Die zweite Meldung von Funden mehrerer, leicht beschädigter Beetziegel im Grundstück Käthe-Kollwitz-Str. 26 stammt von Familie Richter. Hier können wir zwei verschiedene Gestaltungen von Beetziegeln, solche mit hellgrauem Ton und durchbrochenem Kopfteil (Schlingenornament) und solche aus rötlichem Ton mit an Jugendstil erinnerndem Kopfteil erkennen. Interessant ist, dass einer der zuletzt genannten eine Prägemarke hat, die mit Eduard Lehmann eine Kötzschenbrodaer Herstellerfirma ausweist. Die Beetziegel dürften hier aber nur ein Nebensegment der Produktion gewesen sein. Die baulichen Reste des Betriebes in der Neuen Straße wurden nach der Wende entfernt. Heute stehen neue Wohnhäuser auf dem Gelände. Dass in der Käthe-Kollwitz-Str. 26 im Grundstück des von August Große um 1880 errichteten Landhauses ein mit Beetziegeln gestaltetes Prachtbeet vorhanden war, bezeugen kleinere Bruchstücke (Schlingenornament) im Erdreich des Vorgartens.

Foto: D. Lohse

Foto: D. Lohse

Durch die ergänzenden Funde von Beetziegeln können wir ein paar Schlussfolgerungen herausarbeiten:

  • 1.      Nachweise an drei Standorten in Niederlößnitz sagen uns, dass es solche Prachtbeete im 19. Jh. doch öfter gab, als beim Erstfund (palmettenartiges Kopfteil) zu vermuten war.
  • 2.      Es fällt auf, dass für den ähnlich strukturierten und etwa zur gleichen Zeit wie Niederlößnitz entstandenen Ortsteil Oberlößnitz z.Z. keine Nachweise vorliegen.

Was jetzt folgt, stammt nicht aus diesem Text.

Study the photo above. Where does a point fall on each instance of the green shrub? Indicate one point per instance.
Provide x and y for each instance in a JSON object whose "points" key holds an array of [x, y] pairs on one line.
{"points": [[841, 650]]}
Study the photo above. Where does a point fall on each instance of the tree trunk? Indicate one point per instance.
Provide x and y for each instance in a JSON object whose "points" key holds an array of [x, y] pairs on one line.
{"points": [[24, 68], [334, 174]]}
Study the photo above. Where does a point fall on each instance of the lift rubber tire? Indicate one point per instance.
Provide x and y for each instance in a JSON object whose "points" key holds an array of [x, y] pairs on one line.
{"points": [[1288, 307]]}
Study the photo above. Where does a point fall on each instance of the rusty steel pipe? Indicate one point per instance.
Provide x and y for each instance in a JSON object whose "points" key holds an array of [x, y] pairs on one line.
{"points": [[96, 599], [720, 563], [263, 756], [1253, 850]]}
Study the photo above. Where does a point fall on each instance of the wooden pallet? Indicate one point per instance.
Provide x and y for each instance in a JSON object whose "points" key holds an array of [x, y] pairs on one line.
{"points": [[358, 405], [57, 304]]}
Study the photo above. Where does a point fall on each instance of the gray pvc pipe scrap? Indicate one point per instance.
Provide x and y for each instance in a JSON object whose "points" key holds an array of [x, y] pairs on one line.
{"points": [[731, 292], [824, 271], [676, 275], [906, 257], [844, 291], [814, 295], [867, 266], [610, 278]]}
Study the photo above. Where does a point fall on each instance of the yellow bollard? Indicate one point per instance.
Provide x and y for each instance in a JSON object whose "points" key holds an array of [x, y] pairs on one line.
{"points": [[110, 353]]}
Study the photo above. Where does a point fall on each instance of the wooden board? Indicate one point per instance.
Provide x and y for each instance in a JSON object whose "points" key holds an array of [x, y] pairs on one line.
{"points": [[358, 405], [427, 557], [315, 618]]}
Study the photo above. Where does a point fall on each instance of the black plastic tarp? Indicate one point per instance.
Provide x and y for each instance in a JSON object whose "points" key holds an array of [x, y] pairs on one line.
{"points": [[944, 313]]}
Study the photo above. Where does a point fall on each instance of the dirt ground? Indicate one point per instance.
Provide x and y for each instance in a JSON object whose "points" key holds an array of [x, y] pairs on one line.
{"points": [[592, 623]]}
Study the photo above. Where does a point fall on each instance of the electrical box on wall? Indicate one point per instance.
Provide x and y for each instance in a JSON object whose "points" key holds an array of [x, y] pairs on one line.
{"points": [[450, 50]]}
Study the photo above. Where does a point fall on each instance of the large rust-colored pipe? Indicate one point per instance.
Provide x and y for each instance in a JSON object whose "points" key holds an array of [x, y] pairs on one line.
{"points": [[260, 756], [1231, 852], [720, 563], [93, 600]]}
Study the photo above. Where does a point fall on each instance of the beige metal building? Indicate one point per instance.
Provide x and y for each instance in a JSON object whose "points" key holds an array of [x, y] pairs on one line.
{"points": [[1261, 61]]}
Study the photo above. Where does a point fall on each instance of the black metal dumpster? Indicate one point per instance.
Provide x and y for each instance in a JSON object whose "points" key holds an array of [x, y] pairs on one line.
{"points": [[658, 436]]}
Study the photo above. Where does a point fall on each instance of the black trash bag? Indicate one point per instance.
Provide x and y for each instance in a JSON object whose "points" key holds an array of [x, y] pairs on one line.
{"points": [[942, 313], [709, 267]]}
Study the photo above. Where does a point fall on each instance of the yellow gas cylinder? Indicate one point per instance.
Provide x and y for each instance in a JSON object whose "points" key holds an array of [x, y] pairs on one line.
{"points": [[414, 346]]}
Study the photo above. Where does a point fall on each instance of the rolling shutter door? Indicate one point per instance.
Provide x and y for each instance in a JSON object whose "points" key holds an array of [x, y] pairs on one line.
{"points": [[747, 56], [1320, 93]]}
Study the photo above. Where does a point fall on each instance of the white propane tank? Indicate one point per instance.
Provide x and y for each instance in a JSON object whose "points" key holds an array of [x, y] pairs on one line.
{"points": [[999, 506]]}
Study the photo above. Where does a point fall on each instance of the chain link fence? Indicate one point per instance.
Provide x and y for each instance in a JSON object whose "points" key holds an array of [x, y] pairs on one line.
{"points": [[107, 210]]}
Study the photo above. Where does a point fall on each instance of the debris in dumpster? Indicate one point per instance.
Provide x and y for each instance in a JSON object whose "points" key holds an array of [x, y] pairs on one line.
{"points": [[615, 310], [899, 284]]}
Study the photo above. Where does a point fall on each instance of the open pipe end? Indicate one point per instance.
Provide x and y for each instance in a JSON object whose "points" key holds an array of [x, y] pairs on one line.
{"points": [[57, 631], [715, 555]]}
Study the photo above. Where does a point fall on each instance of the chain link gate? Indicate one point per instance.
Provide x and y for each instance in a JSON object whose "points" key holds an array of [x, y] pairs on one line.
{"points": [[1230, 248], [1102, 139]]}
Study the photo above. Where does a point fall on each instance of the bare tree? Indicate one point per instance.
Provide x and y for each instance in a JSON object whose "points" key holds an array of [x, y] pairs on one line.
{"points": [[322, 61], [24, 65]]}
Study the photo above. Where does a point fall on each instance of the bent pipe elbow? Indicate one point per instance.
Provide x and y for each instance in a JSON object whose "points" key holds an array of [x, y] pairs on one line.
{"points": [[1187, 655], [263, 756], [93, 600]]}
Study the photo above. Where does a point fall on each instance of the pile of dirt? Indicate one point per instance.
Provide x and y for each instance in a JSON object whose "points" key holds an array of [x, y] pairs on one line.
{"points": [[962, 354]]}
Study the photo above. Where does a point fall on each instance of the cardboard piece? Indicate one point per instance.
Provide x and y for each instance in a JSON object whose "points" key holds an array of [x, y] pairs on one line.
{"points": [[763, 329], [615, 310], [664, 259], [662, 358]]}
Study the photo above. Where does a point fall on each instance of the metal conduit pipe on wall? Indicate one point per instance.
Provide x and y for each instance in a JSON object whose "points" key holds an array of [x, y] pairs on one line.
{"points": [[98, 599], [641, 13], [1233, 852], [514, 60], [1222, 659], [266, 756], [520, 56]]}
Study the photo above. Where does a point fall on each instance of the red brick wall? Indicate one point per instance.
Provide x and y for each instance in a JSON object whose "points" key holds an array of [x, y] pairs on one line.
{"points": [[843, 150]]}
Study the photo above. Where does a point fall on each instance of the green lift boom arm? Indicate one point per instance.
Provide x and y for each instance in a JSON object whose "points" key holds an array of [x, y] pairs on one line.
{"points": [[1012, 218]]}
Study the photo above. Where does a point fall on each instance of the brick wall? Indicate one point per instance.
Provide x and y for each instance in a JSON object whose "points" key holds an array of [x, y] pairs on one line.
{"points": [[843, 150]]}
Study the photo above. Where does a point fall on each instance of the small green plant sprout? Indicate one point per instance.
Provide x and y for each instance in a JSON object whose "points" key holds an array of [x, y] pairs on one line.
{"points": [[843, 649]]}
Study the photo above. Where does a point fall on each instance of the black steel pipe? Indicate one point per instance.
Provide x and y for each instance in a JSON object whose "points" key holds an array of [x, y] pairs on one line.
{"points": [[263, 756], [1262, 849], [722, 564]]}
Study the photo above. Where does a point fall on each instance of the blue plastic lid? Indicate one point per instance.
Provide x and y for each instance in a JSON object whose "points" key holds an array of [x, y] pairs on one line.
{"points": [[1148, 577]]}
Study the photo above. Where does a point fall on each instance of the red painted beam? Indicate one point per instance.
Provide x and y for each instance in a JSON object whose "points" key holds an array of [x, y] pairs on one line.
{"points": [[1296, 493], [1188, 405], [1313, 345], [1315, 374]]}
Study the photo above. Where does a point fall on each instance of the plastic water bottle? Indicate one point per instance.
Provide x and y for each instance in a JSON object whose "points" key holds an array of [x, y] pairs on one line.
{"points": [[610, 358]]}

Mit dem Nachweis von Beetziegeln in Oberlößnitz kann aber noch gerechnet werden.
  • 3.      Durch die Tatsache, dass Eduard Lehmann, Neue Straße 17, Kötzschenbroda, neben Blumentöpfen und Ofenkacheln auch Beetziegel hergestellt hatte, ist anzunehmen, dass diese auf kurzem Weg in Kötzschenbroda und Niederlößnitz verbreitet wurden – der Weg nach Oberlößnitz war da schon weiter.
  • 4.      Schäden an fast allen Fundstücken legen die Annahme nahe, dass sich die Mode Beete mit Beetziegeln anzulegen nicht lange gehalten hat – zerbrechliches Material und filigrane Formen aus gebranntem Ton sowie Frostschäden, wenn die Beetziegel vorm Winter nicht ausgegraben wurden, wie einzelne Hersteller angaben, unterstreichen die Annahme einer kurzen Modeerscheinung.

Ich danke allen Personen, die durch ihre Hinweise zum Zustandekommen dieser Ergänzung zum Thema Beetziegel beigetragen haben und hoffe, dass die jeweiligen Fundstücke weiterhin aufbewahrt werden können.